In short, if you want good results with the OCR feature, please run it on High quality, min. 5 Mpix photos. You might want to use the edit panel to fine tune the photo, before running the OCR. The OCR’d text resets, if you edit the photo in DocScanner Mac after the initial run, so you’ll just need to click the “OCR” -button again.
Different fonts on OCR
Some fonts and font sizes are difficult for the Tesseract OCR to give correct results. Most commonly users have had issues, when tried to run the OCR on texts, that has really small font size. The best results come with clear text with a font size of approximetly 10-12 pt.

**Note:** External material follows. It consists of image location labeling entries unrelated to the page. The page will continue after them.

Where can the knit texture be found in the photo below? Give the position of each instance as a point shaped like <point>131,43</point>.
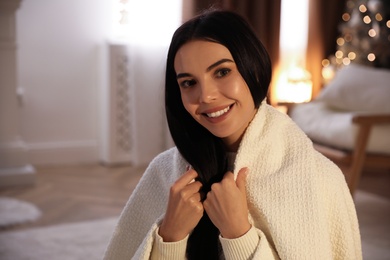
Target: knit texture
<point>298,200</point>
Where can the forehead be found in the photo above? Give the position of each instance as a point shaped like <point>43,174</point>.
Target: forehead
<point>199,54</point>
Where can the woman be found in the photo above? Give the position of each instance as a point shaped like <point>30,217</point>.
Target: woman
<point>243,181</point>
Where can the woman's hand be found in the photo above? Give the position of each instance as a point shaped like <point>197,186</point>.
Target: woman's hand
<point>184,210</point>
<point>227,207</point>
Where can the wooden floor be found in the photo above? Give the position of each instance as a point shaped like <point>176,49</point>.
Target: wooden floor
<point>86,192</point>
<point>77,193</point>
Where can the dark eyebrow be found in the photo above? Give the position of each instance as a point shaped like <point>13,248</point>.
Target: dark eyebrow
<point>218,63</point>
<point>183,75</point>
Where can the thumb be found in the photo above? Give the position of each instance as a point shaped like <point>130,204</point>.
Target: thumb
<point>241,179</point>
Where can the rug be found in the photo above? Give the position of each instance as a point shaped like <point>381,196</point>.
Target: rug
<point>88,240</point>
<point>14,212</point>
<point>83,240</point>
<point>374,221</point>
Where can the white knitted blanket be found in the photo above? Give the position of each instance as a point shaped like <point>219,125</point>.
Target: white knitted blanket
<point>298,200</point>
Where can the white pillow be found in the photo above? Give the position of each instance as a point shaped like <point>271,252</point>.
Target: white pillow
<point>359,88</point>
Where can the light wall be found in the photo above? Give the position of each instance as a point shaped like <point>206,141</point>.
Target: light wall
<point>61,68</point>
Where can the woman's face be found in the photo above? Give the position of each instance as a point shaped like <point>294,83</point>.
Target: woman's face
<point>213,91</point>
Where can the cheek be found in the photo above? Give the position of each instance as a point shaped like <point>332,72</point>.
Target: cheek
<point>186,99</point>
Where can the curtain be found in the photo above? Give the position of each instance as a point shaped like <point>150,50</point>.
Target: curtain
<point>324,17</point>
<point>264,17</point>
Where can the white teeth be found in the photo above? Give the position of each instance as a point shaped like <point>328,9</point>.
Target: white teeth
<point>219,113</point>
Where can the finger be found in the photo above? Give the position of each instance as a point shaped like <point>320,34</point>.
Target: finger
<point>241,179</point>
<point>187,178</point>
<point>229,176</point>
<point>196,197</point>
<point>194,187</point>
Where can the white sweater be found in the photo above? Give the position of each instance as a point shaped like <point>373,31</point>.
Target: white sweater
<point>298,200</point>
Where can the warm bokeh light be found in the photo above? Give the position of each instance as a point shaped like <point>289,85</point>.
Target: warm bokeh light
<point>346,17</point>
<point>346,61</point>
<point>296,86</point>
<point>352,55</point>
<point>366,19</point>
<point>339,54</point>
<point>362,8</point>
<point>378,17</point>
<point>325,62</point>
<point>340,41</point>
<point>371,57</point>
<point>372,33</point>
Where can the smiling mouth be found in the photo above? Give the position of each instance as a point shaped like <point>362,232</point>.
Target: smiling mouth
<point>219,113</point>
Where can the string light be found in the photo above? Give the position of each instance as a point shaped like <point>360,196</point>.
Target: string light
<point>366,19</point>
<point>352,55</point>
<point>362,8</point>
<point>371,57</point>
<point>364,30</point>
<point>340,41</point>
<point>372,33</point>
<point>346,17</point>
<point>378,17</point>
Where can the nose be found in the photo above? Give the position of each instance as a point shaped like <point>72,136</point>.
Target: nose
<point>208,92</point>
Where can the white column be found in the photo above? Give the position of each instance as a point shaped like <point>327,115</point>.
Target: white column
<point>14,166</point>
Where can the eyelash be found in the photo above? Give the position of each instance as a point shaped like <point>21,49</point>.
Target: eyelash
<point>220,73</point>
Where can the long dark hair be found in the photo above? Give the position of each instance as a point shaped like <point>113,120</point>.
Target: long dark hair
<point>202,150</point>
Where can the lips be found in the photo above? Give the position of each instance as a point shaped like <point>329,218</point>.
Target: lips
<point>218,113</point>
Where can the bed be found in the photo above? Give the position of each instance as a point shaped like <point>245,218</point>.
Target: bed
<point>349,122</point>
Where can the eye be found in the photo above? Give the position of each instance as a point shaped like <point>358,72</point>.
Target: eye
<point>187,83</point>
<point>222,72</point>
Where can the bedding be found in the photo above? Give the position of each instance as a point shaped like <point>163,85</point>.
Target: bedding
<point>334,127</point>
<point>356,89</point>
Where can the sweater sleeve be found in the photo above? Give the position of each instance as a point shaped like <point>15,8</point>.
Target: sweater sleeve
<point>170,251</point>
<point>242,247</point>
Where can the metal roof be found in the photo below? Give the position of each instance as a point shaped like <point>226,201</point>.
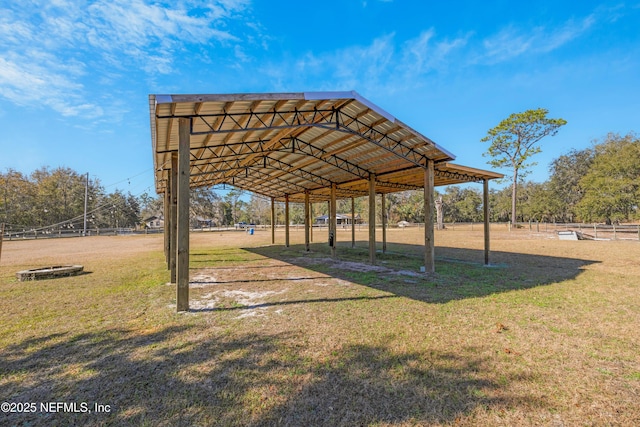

The easiest fonts to recognize for Tesseract OCR are the grotesque (Roman or Sans-serif) font families, such as Arial, Hevetica or Futura. As the Antiqua (Serif) fonts are better for human eye to read, they’re not so good for the OCR.
How does it work?
The DocScanner uses Tesseract OCR to search characters in images. The system recognizes the fixed static shape of the character – more accurate statement would be, “guessing” the character from a shape. The OCR’s current state in general isn’t 100% accurate, even on the most clear images.
DocScanner enhances the images before running the OCR, so it would be easier for Tesseract OCR to recocgnize the text correctly. Although the text in some photos are too difficult for a correct result, thus it gives gibberish instead. We’re constantly developing the image pre-treatment process for getting more accurate OCR results.
When using DocScanner Mac, users have an option to run the OCR for individual pages or choose to automatically run OCR on every imported page (from the preference panel). Once the OCR has been ran, users may view the results by clicking the OCR -button again, or by clicking the mouses right button for the “View OCR” -option. You may also copy the text from this view to your favourite text editor and make changes to the text.